Python操作向量数据库Milvus

有勇气的牛排 1035 AI大模型 2025-07-25 23:43:13

1 前言

Milvus 是一个 开源的向量数据库，用于存储、索引和检索高维向量数据，特别适用于AI 应用场景，如：

向量检索（以图搜图、语义搜索）
自然语言处理（文本相似度、QA 系统）
图像、音频、生物特征匹配等

由 Zilliz 公司 开发，支持百万甚至十亿级向量的高性能相似度检索。

1.1 环境

pip install pymilvus==2.6.0

2 Collection 操作

2.1 创建 Collection

在定义字段的时候，需要提前规划好需要使用到的字段，Milvus不支持动态新增字段。

# -*- coding: utf-8 -*-
from pymilvus import (
    connections, FieldSchema, CollectionSchema, DataType,
    Collection, utility
)

# ----------------- 连接 Milvus -----------------
connections.connect(db_name="cs_blog", host='192.168.56.20', port='19530')

# ----------------- 创建集合 -----------------
collection_name = "article"
if utility.has_collection(collection_name):
    print("集合已存在")
    Collection(collection_name).drop()

fields = [
    FieldSchema(name="id", dtype=DataType.INT64, is_primary=True, auto_id=False),
    FieldSchema(name="title", dtype=DataType.VARCHAR, max_length=255),
    FieldSchema(name="content", dtype=DataType.VARCHAR, max_length=65535),
    FieldSchema(name="embedding", dtype=DataType.FLOAT_VECTOR, dim=384),
]

schema = CollectionSchema(fields, description="博客文章集合")
collection = Collection(name=collection_name, schema=schema)

# 建立索引
collection.create_index(field_name="embedding", index_params={
    "index_type": "IVF_FLAT",
    "metric_type": "L2",
    "params": {"nlist": 128}
})
collection.load()

3 获取Client

# -*- coding: utf-8 -*-
from pymilvus import connections, Collection

# 连接客户端
connections.connect(db_name="cs_blog", host='192.168.56.20', port='19530')
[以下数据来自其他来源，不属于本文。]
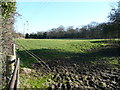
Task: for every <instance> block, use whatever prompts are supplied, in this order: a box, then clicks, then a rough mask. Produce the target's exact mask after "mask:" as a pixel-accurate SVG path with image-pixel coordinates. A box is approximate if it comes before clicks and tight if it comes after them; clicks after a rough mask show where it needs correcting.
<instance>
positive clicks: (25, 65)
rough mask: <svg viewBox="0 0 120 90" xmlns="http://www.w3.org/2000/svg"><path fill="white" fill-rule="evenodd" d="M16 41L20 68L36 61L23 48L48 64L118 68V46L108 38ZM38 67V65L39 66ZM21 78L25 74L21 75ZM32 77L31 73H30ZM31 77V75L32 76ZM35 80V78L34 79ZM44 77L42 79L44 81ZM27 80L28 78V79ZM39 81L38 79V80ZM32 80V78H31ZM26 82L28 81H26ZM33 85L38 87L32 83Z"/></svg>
mask: <svg viewBox="0 0 120 90" xmlns="http://www.w3.org/2000/svg"><path fill="white" fill-rule="evenodd" d="M16 43H17V44H18V45H19V46H18V49H17V52H18V56H19V57H20V60H21V63H20V65H21V68H23V67H26V68H32V69H34V67H33V66H32V64H35V63H37V61H36V60H35V59H34V58H33V57H31V56H29V55H28V54H27V53H26V52H25V51H24V49H22V48H21V47H20V46H23V47H24V48H25V49H27V50H29V51H31V52H33V53H34V54H36V55H37V56H39V57H40V58H41V59H42V60H44V61H45V62H46V63H47V64H48V65H50V66H52V65H54V64H53V63H54V62H56V61H58V63H56V64H57V65H61V64H64V65H66V66H67V65H72V64H78V65H80V64H82V63H87V64H96V63H97V64H106V63H105V62H107V64H110V65H112V67H111V68H116V69H119V68H120V62H119V59H120V57H119V52H118V51H119V50H118V49H120V48H119V47H114V46H112V45H111V43H110V41H109V40H104V39H18V40H16ZM39 68H40V67H39ZM21 77H22V79H21V80H23V79H24V77H25V76H21ZM31 77H32V75H31ZM32 78H33V77H32ZM34 80H35V79H34ZM45 80H46V79H44V80H43V81H45ZM28 81H29V80H28ZM38 81H39V82H40V80H38ZM31 82H32V80H31ZM27 83H28V82H27ZM31 85H33V87H39V86H41V85H39V86H37V84H34V83H32V84H31Z"/></svg>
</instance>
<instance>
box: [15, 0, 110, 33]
mask: <svg viewBox="0 0 120 90" xmlns="http://www.w3.org/2000/svg"><path fill="white" fill-rule="evenodd" d="M35 1H36V2H17V6H16V7H17V12H18V13H19V14H21V15H22V16H21V17H18V18H17V19H16V24H15V29H16V31H17V32H21V33H32V32H38V31H47V30H49V29H51V28H57V27H58V26H60V25H63V26H65V27H67V26H74V27H81V26H82V25H87V24H89V23H90V22H92V21H96V22H98V23H102V22H106V21H107V20H108V19H107V17H108V15H109V13H110V9H111V4H112V3H111V2H109V0H108V1H105V0H98V2H97V0H96V1H94V0H84V2H82V0H78V1H79V2H77V0H74V1H76V2H70V1H69V0H66V1H67V2H50V0H40V1H41V2H40V1H39V0H38V1H39V2H37V0H35ZM51 1H53V0H51ZM54 1H59V0H54ZM71 1H72V0H71ZM85 1H86V2H85ZM91 1H92V2H91Z"/></svg>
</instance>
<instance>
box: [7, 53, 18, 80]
mask: <svg viewBox="0 0 120 90" xmlns="http://www.w3.org/2000/svg"><path fill="white" fill-rule="evenodd" d="M15 59H16V57H15V56H14V55H8V56H7V65H6V70H7V80H10V78H11V75H12V73H13V71H14V67H15V66H14V63H13V62H15Z"/></svg>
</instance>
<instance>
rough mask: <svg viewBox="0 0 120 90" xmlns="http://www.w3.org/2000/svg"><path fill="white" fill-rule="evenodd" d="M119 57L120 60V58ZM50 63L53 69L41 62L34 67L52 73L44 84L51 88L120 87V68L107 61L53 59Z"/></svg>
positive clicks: (71, 88) (62, 89) (45, 71)
mask: <svg viewBox="0 0 120 90" xmlns="http://www.w3.org/2000/svg"><path fill="white" fill-rule="evenodd" d="M118 59H119V61H120V58H118ZM48 65H49V66H50V68H51V70H52V71H50V70H49V69H47V68H44V69H43V68H40V67H42V66H40V65H39V64H35V65H34V67H35V68H36V69H37V70H40V72H43V73H51V76H50V78H49V79H48V80H47V82H46V83H45V84H44V85H45V86H48V89H49V90H51V89H55V90H57V89H58V90H61V89H62V90H76V89H78V90H79V89H92V90H94V89H116V90H118V89H120V69H119V67H118V68H117V69H116V68H113V65H112V64H108V62H107V61H104V60H103V61H99V62H97V63H95V64H90V63H87V62H80V63H79V62H76V63H74V62H72V63H71V62H70V61H63V60H62V61H61V60H53V61H52V62H50V63H48Z"/></svg>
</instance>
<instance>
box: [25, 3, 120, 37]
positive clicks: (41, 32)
mask: <svg viewBox="0 0 120 90" xmlns="http://www.w3.org/2000/svg"><path fill="white" fill-rule="evenodd" d="M108 18H109V21H108V22H106V23H97V22H91V23H90V24H88V25H85V26H82V27H81V28H74V27H73V26H69V27H67V28H65V27H64V26H62V25H61V26H59V27H58V28H52V29H50V30H49V31H47V32H37V33H31V34H28V33H27V34H26V35H25V38H33V39H62V38H88V39H90V38H96V39H101V38H120V1H119V2H118V6H117V8H114V9H112V10H111V12H110V14H109V16H108Z"/></svg>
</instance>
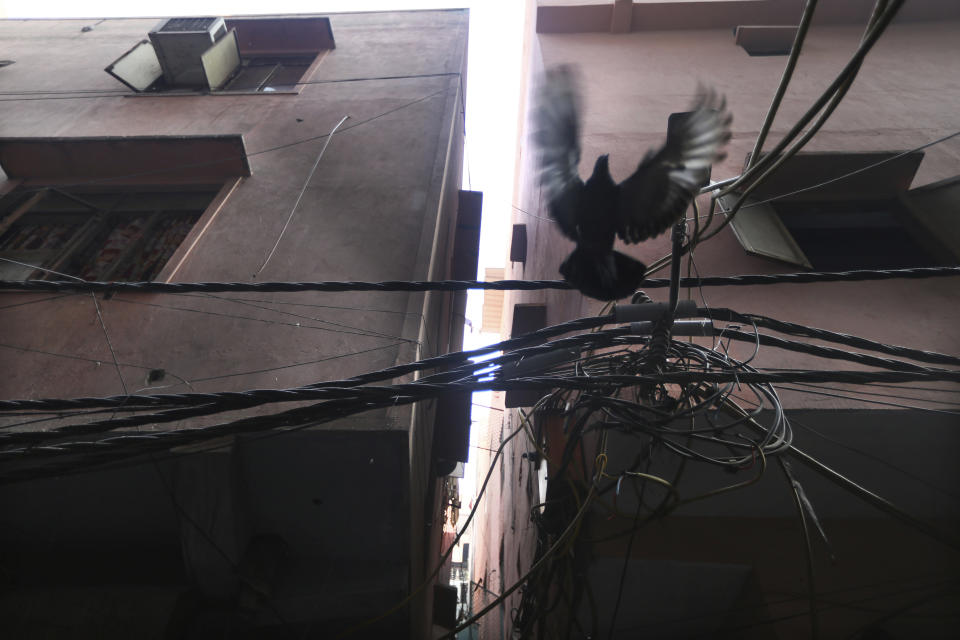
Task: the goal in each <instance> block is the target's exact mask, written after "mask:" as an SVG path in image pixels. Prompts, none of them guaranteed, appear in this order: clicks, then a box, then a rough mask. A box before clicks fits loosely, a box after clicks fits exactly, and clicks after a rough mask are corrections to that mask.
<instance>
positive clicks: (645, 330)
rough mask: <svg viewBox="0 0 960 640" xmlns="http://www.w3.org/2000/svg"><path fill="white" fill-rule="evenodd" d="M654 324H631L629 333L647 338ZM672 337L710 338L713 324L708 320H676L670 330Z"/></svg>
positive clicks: (652, 323) (641, 322)
mask: <svg viewBox="0 0 960 640" xmlns="http://www.w3.org/2000/svg"><path fill="white" fill-rule="evenodd" d="M656 326H657V323H656V322H651V321H649V320H647V321H644V322H631V323H630V333H632V334H633V335H638V336H648V335H651V334H653V330H654V328H655V327H656ZM670 334H671V335H673V336H712V335H713V322H711V321H710V320H677V321H676V322H674V323H673V327H671V329H670Z"/></svg>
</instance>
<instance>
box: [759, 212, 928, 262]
mask: <svg viewBox="0 0 960 640" xmlns="http://www.w3.org/2000/svg"><path fill="white" fill-rule="evenodd" d="M774 209H775V210H776V212H777V215H778V216H779V218H780V220H781V221H782V222H783V224H784V226H785V227H786V228H787V230H788V231H789V232H790V234H791V235H792V236H793V239H794V240H795V241H796V243H797V244H798V245H799V246H800V249H802V250H803V253H804V254H806V256H807V259H808V260H809V261H810V264H811V265H812V266H813V268H814V269H817V270H824V271H846V270H850V269H904V268H909V267H932V266H938V265H939V264H940V261H938V260H937V259H936V258H935V256H934V255H932V254H931V253H930V252H929V251H928V250H927V249H926V248H925V240H924V239H923V237H922V236H921V235H920V234H918V233H917V232H916V230H915V229H914V228H913V226H912V225H910V224H909V221H908V220H907V215H908V214H907V213H906V212H905V211H903V209H902V207H901V206H900V205H899V203H898V202H897V201H895V200H892V201H884V202H839V203H838V202H834V203H817V202H782V203H774Z"/></svg>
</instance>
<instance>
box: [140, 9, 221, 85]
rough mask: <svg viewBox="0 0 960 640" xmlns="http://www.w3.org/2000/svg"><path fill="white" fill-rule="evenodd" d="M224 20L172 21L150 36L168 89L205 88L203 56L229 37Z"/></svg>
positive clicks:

# 获取集合对象（等同于实例化一个操作集合的客户端对象）
collection = Collection("article")

print(collection)

4 Doc 操作

4.1 插入数据

# -*- coding: utf-8 -*-
import numpy as np

# 以字典形式表示文章
from 获取Client import collection

article = {
    "id": 1,
    "title": "Milvus向量数据库介绍",
    "author": "有勇气的牛排",
    "content": "Milvus 是一个开源的向量数据库，专门用于处理海量高维向量数据的相似度搜索。",
    "embedding": np.random.rand(384).astype("float32").tolist()
}

# 插入（注意：字段必须按集合 schema 顺序构造 list）
data = [
    [article["id"]],
    [article["title"]],
    [article["author"]],
    [article["content"]],
    [article["embedding"]]
]
collection.insert(data)
collection.flush()
print("✅ 插入成功")

4.2 删除数据

# -*- coding: utf-8 -*-
from 获取Client import collection

article_id = 1
expr = f"id=={article_id}"
collection.delete(expr)
collection.flush()
print(f"🗑️ 已删除 ID={article_id} 的文章")

4.3 相似搜索

# -*- coding: utf-8 -*-
import numpy as np

# 以字典形式表示文章
from AI.ai_code_test.Milvus案例.获取Client import collection

# 文本向量
query_vec = np.random.rand(384).astype("float32").tolist()
top_k = 3

collection.load()
results = collection.search(
    data=[query_vec],
    anns_field="embedding",
    param={"metric_type": "L2", "params": {"nprobe": 10}},
    limit=top_k,
    output_fields=["id", "title", "content"]
)

for hits in results:
    for hit in hits:
        print("\t", hit.entity.get("id"), hit.entity.get("title"), hit.entity.get("content"), hit.distance)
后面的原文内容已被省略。